My application was submitted in a very friendly process and I was helped by the consular officials, but I think you can imagine how bureaucratic and difficult it might be for the average person. The truth is that most Palestinians wouldn’t be able to obtain the required documentation (proving descent from Palestinians living in what is now Israel) and wouldn’t have the stamina to complete the process, even if they could locate everything they needed. If you assume, generously, that one in ten eligible Palestinians would want to apply, and of those probably only ten or twenty percent could succeed, we’re now talking about 50,000-100,000 people, not the 5 million estimated by UNRWA. By way of contrast, Israel absorbed about one million Russian immigrants after 1989.
Of course, the process could take into account the potential for a flood of returning Palestinians by first asking for preliminary applications (like a declaration of intention) during a limited time period to gauge the interest of Palestinians in obtaining Israeli citizenship. But my guess is that the flood would turn out to be just a trickle. I don’t see the Palestinian leadership in the West Bank, Gaza or Lebanon encouraging their populations to apply for Israeli citizenship. They are still committed to eliminating Israel, not joining it. When offered a path to citizenship, the vast majority of Palestinians in East Jerusalem (95%) chose not to become citizens, and only a third of those who applied were successful. So in the end you’ll have only the most eager and able Palestinians applying for and obtaining Israeli citizenship, mostly the ones with close family in Israel whom they wish to join. Admitting them would make little difference to Israel, but it would likely make a big difference to the rest of the world by demonstrating that Israel is ready to move beyond the hostilities of the 1940s and invite back the former residents who fled.
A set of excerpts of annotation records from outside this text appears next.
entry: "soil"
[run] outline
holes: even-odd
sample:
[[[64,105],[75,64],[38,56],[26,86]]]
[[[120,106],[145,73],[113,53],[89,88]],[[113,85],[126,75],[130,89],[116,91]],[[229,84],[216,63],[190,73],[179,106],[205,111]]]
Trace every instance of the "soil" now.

One of the three major impediments to peace would be off the table.
I have another proposal for Israel that it should consider at the same time. Last year, Israel passed a somewhat controversial new law defining Israel as the Nation-State of the Jewish People. To that end, Israel should allow all Jews to apply for Israeli citizenship, not only Jews who decide to move to Israel. The current Law of Return allows Jews (or those with at least one Jewish grandparent) to become Israeli citizens by moving to Israel. Originally, Israel was eager to have new Jewish immigrants and afforded citizenship only to those who decided to live there. But after 70 years, Israel doesn’t necessarily need more Jewish immigrants. Land and housing are more scarce than they used to be. The State of Israel is starting to get too crowded. Of course, you don’t have to live in Israel to be a citizen. Many Israelis have moved out of Israel and live elsewhere, lots of them in America. They all retain their Israeli citizenship. Why not allow diaspora Jews who are eligible to become Israeli citizens to gain citizenship without moving there? Certainly not all Jews would do so, but many of those who are most committed to Israel would certainly do it to show their support. It would be good pr for Israel, and a good way to maintain ties with the diaspora. It could also offset any increase in the Palestinian population in Israel, the so-called demographic problem.
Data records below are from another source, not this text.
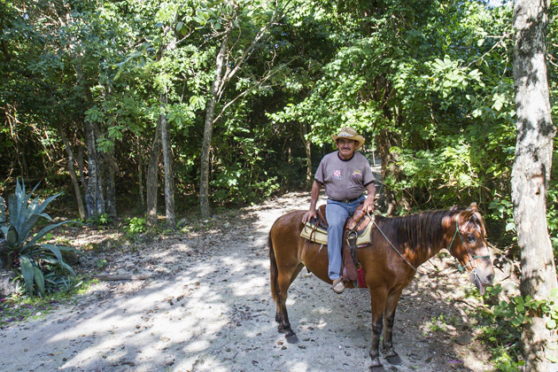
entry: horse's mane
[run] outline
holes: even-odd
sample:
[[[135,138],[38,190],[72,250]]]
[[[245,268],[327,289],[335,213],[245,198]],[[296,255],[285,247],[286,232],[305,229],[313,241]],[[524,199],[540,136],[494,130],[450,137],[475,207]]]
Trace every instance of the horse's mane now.
[[[461,210],[462,208],[453,207],[449,210],[420,212],[403,217],[376,216],[376,221],[395,246],[406,245],[413,250],[418,247],[431,248],[444,237],[444,221],[451,220]]]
When I have made this suggestion to Israelis they are aghast. There’s a tendency of Israelis to think of citizenship as a reward that can only be given to those who have somehow suffered for it. I think that misunderstands the function of citizenship in today’s world. Israel doesn’t require all of its citizens to serve in the military. The children of Israelis living abroad are not required to serve, nor are Arabs or Yeshiva students. So that is no argument.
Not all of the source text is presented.